Why refinance a home mortgage when interest rates are higher? Either home owners have a serious need for immediate cash such as a new business, or they see an ARM about to reset and they want to switch into something cheaper. Re-sets are a looming issue for anyone with an adjustable-rate loan.
The numbers vary depending upon which expert is quoted, but about $500 billion in ARMs are scheduled to reset this year. Most home owners don’t want to face that readjusted mortgage and if their credit is good, they are choosing a home loan refinance despite the rising interest rates. And some consumers are biting their nails, recent research suggests. A Roper poll of 1,004 adults in May, commissioned by the consumer products firm TrueCredit.com, found 27 percent of respondents worried about meeting their mortgage payments.

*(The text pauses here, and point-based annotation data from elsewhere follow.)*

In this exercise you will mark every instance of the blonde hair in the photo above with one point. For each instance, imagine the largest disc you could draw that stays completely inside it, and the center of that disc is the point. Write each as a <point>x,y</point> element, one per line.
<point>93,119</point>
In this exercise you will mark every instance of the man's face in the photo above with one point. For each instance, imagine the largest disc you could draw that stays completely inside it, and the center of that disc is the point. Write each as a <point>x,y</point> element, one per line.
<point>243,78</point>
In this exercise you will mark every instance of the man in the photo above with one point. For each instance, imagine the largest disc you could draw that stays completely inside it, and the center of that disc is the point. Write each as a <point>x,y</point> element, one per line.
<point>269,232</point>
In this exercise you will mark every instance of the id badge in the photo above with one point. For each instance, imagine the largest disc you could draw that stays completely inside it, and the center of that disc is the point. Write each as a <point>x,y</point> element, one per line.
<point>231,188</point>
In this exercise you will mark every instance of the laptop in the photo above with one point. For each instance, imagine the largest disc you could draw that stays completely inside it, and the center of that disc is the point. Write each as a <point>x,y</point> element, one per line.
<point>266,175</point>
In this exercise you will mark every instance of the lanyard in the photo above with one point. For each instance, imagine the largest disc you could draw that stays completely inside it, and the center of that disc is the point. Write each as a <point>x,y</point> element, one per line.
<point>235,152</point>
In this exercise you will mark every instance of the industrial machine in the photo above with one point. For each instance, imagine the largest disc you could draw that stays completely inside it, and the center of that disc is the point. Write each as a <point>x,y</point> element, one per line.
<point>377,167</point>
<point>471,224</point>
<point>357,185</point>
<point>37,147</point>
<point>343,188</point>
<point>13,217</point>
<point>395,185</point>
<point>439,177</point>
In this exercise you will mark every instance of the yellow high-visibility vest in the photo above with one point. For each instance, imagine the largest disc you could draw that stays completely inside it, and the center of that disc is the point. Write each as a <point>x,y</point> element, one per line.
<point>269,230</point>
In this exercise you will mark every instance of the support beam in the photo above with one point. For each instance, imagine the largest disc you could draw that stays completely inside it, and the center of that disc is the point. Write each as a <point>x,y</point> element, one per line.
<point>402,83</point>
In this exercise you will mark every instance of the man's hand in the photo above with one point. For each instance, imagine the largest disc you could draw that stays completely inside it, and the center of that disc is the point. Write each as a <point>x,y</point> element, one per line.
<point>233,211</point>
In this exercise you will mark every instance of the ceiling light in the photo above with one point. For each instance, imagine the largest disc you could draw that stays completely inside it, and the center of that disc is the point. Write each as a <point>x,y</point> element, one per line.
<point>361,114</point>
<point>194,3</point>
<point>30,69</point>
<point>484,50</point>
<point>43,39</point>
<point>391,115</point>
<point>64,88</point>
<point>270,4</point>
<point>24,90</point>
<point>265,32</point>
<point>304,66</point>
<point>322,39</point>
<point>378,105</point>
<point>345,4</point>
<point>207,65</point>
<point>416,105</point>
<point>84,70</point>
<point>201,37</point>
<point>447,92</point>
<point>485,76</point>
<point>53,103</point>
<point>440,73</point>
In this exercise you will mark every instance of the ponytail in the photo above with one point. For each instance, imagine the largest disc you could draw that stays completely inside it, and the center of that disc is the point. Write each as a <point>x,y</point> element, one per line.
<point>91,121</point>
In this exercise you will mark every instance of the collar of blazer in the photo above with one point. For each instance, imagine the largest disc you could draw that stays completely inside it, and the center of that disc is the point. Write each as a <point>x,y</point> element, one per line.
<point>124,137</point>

Rising rates and ARMs are starting to squeeze home owners. Many financial advisors suggest that people curb spending, improve their credit standing and consider the costs and benefits when considering whether or not to refinance a home mortgage. Estimate how long it takes to break even based on your refinance costs. If you plan to stay in your home longer than that, then it's a good thing. Consolidating first and second mortgages with a home loan refinance makes sense, in that it pulls your debt into one stable monthly payment. However it results in a 30- or 25-year term, too. If the objective is to build equity fast, it may not be a smart move.

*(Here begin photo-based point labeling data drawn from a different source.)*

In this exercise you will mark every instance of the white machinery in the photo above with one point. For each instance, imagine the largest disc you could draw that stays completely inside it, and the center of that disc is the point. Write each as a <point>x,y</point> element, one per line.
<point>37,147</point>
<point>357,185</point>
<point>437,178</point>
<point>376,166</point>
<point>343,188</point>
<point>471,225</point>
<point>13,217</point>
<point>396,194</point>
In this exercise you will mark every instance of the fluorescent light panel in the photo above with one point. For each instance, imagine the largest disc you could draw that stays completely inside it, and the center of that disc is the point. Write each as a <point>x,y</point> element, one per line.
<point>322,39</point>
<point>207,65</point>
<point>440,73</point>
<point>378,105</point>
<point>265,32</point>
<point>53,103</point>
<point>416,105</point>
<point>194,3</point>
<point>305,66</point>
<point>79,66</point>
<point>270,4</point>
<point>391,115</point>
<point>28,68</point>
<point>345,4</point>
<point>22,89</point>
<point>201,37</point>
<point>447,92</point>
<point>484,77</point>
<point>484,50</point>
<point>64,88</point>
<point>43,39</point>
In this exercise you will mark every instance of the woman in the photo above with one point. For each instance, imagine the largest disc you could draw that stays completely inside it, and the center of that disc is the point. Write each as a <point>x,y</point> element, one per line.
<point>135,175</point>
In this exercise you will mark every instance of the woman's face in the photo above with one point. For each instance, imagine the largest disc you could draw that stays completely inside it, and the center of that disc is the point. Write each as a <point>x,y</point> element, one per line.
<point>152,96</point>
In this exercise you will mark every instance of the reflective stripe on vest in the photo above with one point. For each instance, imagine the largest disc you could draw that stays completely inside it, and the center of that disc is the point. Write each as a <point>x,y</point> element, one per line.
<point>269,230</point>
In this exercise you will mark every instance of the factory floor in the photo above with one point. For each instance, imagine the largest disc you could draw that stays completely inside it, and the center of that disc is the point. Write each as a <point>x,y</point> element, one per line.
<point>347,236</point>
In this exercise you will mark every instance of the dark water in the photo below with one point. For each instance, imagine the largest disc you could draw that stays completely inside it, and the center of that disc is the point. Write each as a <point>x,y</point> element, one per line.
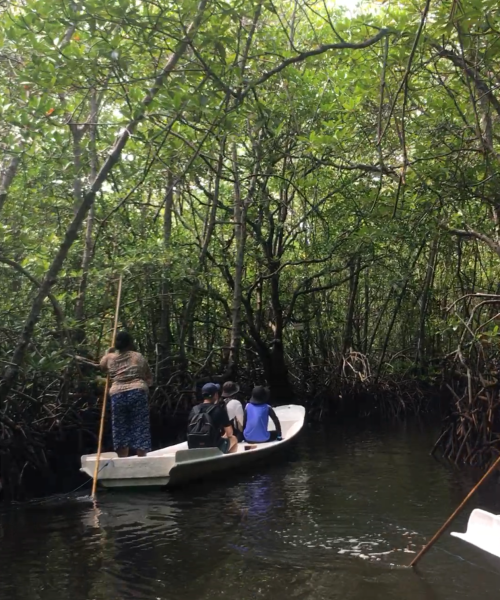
<point>339,519</point>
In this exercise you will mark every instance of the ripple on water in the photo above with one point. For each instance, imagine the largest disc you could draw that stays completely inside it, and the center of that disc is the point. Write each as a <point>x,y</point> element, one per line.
<point>330,524</point>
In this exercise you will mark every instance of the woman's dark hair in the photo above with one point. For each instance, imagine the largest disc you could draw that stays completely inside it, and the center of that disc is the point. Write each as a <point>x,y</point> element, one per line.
<point>124,341</point>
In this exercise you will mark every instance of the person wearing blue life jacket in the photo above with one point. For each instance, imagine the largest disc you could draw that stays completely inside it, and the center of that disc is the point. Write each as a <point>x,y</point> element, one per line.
<point>257,413</point>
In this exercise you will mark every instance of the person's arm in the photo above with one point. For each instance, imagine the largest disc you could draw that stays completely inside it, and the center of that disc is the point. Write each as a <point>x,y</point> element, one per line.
<point>276,421</point>
<point>239,414</point>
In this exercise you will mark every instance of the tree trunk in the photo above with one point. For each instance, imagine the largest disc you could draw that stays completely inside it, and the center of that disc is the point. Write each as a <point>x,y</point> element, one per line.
<point>87,250</point>
<point>396,311</point>
<point>7,177</point>
<point>71,233</point>
<point>424,302</point>
<point>209,230</point>
<point>165,332</point>
<point>353,290</point>
<point>240,237</point>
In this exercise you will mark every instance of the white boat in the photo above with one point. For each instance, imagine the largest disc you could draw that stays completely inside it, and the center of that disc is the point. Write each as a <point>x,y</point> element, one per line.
<point>177,465</point>
<point>483,531</point>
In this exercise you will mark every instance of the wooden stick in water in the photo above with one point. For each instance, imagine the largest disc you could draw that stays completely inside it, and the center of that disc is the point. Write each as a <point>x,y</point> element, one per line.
<point>448,522</point>
<point>106,391</point>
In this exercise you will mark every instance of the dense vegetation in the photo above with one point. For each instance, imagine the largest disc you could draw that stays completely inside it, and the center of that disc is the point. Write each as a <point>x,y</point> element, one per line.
<point>293,193</point>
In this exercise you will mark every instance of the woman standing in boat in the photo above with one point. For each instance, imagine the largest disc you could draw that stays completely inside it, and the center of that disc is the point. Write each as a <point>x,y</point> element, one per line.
<point>131,376</point>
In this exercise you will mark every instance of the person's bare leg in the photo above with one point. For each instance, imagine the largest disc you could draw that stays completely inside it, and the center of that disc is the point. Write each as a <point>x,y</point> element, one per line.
<point>233,444</point>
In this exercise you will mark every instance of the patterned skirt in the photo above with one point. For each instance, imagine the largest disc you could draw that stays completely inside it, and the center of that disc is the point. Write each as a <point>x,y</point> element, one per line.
<point>130,420</point>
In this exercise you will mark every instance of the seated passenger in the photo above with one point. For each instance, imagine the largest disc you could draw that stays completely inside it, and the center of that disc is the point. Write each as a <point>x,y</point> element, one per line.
<point>208,421</point>
<point>234,408</point>
<point>257,413</point>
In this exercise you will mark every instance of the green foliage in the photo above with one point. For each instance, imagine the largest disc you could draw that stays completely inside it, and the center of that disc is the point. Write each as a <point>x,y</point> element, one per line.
<point>326,193</point>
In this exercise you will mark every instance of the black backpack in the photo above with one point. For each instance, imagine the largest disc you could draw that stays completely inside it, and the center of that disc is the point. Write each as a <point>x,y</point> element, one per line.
<point>202,432</point>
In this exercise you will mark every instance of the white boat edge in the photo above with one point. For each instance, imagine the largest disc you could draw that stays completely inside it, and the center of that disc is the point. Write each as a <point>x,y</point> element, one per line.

Some people already have ample equity. U.S. house values rose 57 percent in the five years ending March 30, according to the Office of Federal Housing Enterprise Oversight.
That advance, tied to the nation's housing boom, changed public attitudes about the meaning of "home." People are engaging in “financial engineering” of their housing and home loan refinance is a key element of the process.

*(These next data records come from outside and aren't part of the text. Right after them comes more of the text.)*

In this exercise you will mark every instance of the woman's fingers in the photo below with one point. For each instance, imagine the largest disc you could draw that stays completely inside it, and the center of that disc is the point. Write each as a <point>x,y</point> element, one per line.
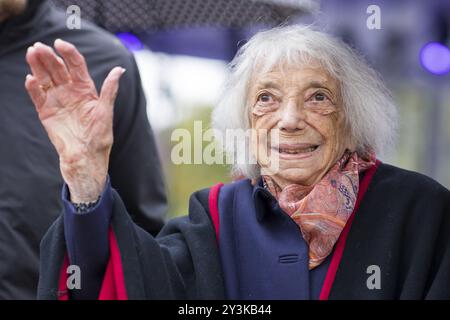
<point>111,86</point>
<point>53,64</point>
<point>36,93</point>
<point>37,68</point>
<point>74,60</point>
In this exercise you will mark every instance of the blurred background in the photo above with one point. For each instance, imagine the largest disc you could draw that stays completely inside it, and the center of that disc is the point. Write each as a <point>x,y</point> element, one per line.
<point>182,48</point>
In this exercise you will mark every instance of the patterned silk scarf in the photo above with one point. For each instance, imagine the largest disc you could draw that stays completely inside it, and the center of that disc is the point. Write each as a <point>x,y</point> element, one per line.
<point>321,211</point>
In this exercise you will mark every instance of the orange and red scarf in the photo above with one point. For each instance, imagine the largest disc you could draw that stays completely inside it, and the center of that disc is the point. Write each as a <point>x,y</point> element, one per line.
<point>321,211</point>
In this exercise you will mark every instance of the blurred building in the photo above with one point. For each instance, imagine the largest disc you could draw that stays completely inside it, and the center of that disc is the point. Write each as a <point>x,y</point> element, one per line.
<point>183,46</point>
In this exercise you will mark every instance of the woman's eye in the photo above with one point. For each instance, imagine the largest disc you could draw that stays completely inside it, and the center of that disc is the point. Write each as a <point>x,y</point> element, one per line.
<point>319,97</point>
<point>265,97</point>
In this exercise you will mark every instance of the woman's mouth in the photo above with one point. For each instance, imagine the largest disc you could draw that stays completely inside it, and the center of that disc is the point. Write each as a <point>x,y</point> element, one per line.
<point>295,151</point>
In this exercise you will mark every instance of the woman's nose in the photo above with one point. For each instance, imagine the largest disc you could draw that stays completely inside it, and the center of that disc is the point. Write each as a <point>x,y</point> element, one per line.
<point>292,117</point>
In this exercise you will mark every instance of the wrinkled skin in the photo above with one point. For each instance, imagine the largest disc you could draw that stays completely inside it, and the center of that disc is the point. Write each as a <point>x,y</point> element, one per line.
<point>303,103</point>
<point>77,119</point>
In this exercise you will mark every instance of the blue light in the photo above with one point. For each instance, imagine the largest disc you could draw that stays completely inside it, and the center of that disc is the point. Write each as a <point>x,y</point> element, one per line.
<point>130,41</point>
<point>435,58</point>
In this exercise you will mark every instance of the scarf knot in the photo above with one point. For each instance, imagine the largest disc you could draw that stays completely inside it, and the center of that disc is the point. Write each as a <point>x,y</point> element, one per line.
<point>321,211</point>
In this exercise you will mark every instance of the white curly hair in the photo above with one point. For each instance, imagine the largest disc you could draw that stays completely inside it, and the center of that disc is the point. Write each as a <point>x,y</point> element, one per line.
<point>369,110</point>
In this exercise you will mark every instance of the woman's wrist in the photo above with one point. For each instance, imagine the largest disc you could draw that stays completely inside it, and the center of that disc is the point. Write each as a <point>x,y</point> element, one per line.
<point>85,182</point>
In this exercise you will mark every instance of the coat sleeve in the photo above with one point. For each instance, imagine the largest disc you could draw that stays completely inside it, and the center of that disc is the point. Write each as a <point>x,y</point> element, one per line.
<point>181,263</point>
<point>135,168</point>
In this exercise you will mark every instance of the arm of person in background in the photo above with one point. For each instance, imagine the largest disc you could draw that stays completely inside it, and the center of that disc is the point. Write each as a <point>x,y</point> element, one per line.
<point>135,169</point>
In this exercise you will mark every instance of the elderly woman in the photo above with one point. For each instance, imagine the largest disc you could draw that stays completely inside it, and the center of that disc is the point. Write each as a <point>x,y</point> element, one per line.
<point>328,221</point>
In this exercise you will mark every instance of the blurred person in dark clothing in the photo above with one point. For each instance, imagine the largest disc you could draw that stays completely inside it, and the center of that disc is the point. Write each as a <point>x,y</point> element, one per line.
<point>29,176</point>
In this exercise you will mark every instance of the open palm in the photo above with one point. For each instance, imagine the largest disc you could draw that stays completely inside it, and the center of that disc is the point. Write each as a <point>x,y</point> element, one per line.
<point>78,121</point>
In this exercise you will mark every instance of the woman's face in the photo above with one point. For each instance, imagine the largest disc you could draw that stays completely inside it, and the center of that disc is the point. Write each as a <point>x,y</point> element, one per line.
<point>304,104</point>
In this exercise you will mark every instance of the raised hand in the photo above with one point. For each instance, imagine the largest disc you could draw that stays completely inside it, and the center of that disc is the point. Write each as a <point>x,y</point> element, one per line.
<point>78,121</point>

There are people that have not only have a reset, but lots of equity. They choose to refinance a home mortgage because, “I need a new deck, or a kitchen remodel. I might as well pull some cash out and do it now.” Their wages are stagnant, but they have substantial wealth from their home. That home loan refinance is going to leave them with a larger mortgage, a longer term, and possibly a stagnant housing market.
The nation's housing boom is over; resale prices only climbed 3.7 percent in the year ending June 30, the National Association of Realtors reported. Thousands of homeowners are now left with big debts and little home equity. Research shows that resets are ahead for 24 percent of the nation's home-loan customers and 75 percent for sub-prime borrowers, who typically paid more because of poor finances or credit record. In five to seven years, people who refinance a home mortgage today will be facing resets themselves. They may not have the equity to refinance yet again.